Teachers at a Welsh school are fasting and going to a local mosque during Ramadan to help them “connect” with their “many” Muslim students. They have called on others to join them to “experience a taste of another culture”.
Andrew Bodgin, Jon Letson and Jennifer John and administrator Shoko Morimoto are staff at the Celtic English Academy who have decided to fast for Ramadan and go to mosque this week. The school is just one of the many in the UK that provides foreign students the ability to enter the United Kingdom on a student visa to learn the English Language.
The Home Office UK Visas and Immigration (UKVI)-approved school states on its website that it can help with applications for both long and short stay visas, and even visas that will allow prospective students to bring their families to the United Kingdom as well. Based in Cardiff, Wales, the school offers to arrange visas, accommodation and airport pick-ups for its pupils.

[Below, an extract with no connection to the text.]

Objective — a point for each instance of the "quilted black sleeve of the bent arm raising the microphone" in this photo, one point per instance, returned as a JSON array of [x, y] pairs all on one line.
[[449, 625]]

The Celtic English School’s website boasts of its gender segregated classes, which Morimoto told Breitbart London were instituted for the benefit of Saudi Arabian women who would otherwise not be allowed to leave their husband’s homes. She said:
“Students from Saudi Arabia wear hijabs, which covers their whole face apart from their eyes. They feel very hesitant to study with male students because in their own country once they are married, they aren’t even allowed to go out unless they are accompanied by their husband or brothers.
“Coming to a Western country like the UK, Mixing with men, it is a huge culture shock for them… these wives, unless we provide ladies only classes, they stay at home.
Speaking to Wales Online, teacher and fast organiser Andrew Bodgin said:
“We are doing this as a way to connect with our Muslim students and to raise money for the food bank. Many of our international students are Muslim. By participating in the fast, we hope to show solidarity with them as well as those in our local community.
“Many of our Muslim students are from the Middle East. Seeing the efforts they make to study while doing Ramadan, we wanted to show we empathise and want to show that there is community support within the community here when Muslims are sometimes needlessly vilified.
“I want to show the people and their culture are nothing to be afraid of. The more we can connect with different peoples and their cultures the better”.
Morimoto told Breitbart London about a third of all students at the school come from Muslim backgrounds and countries like Saudi Arabia, Libya, Iraq, Qatar, Oman, the UAE, and Turkey. She said some teachers felt there was a lot of negative feeling towards Muslim people because of the activities of the Islamic state, and the students appreciated the school recognising that their faith “isn’t a bad thing”.